Types of Pericyclic Reactions

Based on the identification of certain common features, Woodward and Hoffmann classified pericyclic reactions into five basic types.

i. Electrocyclic reactions –An electrocyclic reaction is the concerted inter conversion of a conjugated polyene and a cycloalkene. Electrocyclic reactions are induced either thermally or photochemically. An electrocyclic reaction is a reversible intramolecular reaction that involves ring opening or ring closure of sigma bonds to pi bonds or vice versa.

Cycloaddition reactions – These are characterized by cyclization between 2 or more molecules to form a ring via transformation of pi bonds or vice versa.

ii. Sigmatropic reactions – These are the reactions in which a bond migrates over a conjugated system.

iii. Cheletropic reactions – They are a special class of cycloaddition/cycloreversion reactions in which 2 bonds are formed or broken at a single atom.

iv. Group transfer reactions – One or more groups are transferred from one component to the other.

Reaction profile for a concerted reaction

A concerted reaction is one in which the conversion of reactants R into the products P occurs directly by way of a single transition state TS. When the conversion of reactants into products proceeds by way of more than one transition state, such that one or more intermediates are formed, the processes are accordingly non-concerted.

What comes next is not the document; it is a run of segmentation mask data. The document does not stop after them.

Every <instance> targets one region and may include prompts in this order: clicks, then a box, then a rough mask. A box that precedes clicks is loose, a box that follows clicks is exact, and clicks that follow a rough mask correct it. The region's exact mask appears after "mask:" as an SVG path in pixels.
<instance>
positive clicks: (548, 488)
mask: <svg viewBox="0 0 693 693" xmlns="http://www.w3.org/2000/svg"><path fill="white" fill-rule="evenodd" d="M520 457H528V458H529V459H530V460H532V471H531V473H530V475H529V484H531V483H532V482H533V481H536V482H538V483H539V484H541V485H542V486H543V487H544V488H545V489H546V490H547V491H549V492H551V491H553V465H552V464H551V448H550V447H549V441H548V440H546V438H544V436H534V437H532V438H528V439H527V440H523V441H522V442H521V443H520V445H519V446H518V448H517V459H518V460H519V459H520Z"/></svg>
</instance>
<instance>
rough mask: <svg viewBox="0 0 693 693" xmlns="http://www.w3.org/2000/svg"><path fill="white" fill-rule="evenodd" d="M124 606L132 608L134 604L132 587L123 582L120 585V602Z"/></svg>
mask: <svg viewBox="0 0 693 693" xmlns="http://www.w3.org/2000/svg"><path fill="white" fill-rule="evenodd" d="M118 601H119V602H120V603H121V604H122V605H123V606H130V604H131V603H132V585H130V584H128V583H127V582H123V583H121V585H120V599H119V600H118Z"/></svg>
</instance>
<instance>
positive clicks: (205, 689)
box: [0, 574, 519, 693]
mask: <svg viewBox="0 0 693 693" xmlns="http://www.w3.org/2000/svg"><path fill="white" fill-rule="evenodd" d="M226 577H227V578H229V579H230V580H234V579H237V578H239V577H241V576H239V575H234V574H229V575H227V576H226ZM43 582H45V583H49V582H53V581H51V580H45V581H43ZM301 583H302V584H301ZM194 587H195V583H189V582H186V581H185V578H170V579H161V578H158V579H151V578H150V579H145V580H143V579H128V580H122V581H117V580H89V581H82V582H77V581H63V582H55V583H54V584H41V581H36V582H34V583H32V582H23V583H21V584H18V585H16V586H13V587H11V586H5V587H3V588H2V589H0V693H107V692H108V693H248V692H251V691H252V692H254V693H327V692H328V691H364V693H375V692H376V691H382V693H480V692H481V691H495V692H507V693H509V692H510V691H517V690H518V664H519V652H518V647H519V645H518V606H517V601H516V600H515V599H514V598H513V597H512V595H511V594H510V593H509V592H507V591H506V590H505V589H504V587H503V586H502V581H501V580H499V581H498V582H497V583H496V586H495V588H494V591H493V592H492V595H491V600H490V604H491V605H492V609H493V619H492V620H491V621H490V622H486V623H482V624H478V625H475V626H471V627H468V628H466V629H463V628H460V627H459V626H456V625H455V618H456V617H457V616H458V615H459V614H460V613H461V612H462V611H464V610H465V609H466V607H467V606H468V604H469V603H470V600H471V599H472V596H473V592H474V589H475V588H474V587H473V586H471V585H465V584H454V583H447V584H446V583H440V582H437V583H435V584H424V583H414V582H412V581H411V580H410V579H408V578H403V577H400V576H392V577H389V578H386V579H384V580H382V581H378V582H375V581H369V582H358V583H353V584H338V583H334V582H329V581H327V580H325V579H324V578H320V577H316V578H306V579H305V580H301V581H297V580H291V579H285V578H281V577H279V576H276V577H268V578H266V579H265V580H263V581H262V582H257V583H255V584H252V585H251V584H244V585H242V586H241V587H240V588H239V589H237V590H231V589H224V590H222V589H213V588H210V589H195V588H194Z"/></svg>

The transition state of organic reactions may be placed into one of three broad categories

  • Polar (involves separation or dispersal of charge)
  • Free radical (involves creation or transfer of unpaired electrons)
  • Isopolar (neither polar nor radical in nature) Pericyclic reactions proceed through isopolar transition states.

Background of Molecular Orbitals

Molecular orbital (MO) theory describes bonds as the mathematical combination of atomic orbitals that forms a new set of orbitals called molecular orbitals (MOs). The number of atomic orbitals used equals the number of molecular orbitals formed.

Symmetry in pi molecular orbitals

Pi molecular orbitals contain either the mirror plane or centre of symmetry. Both will not be present together.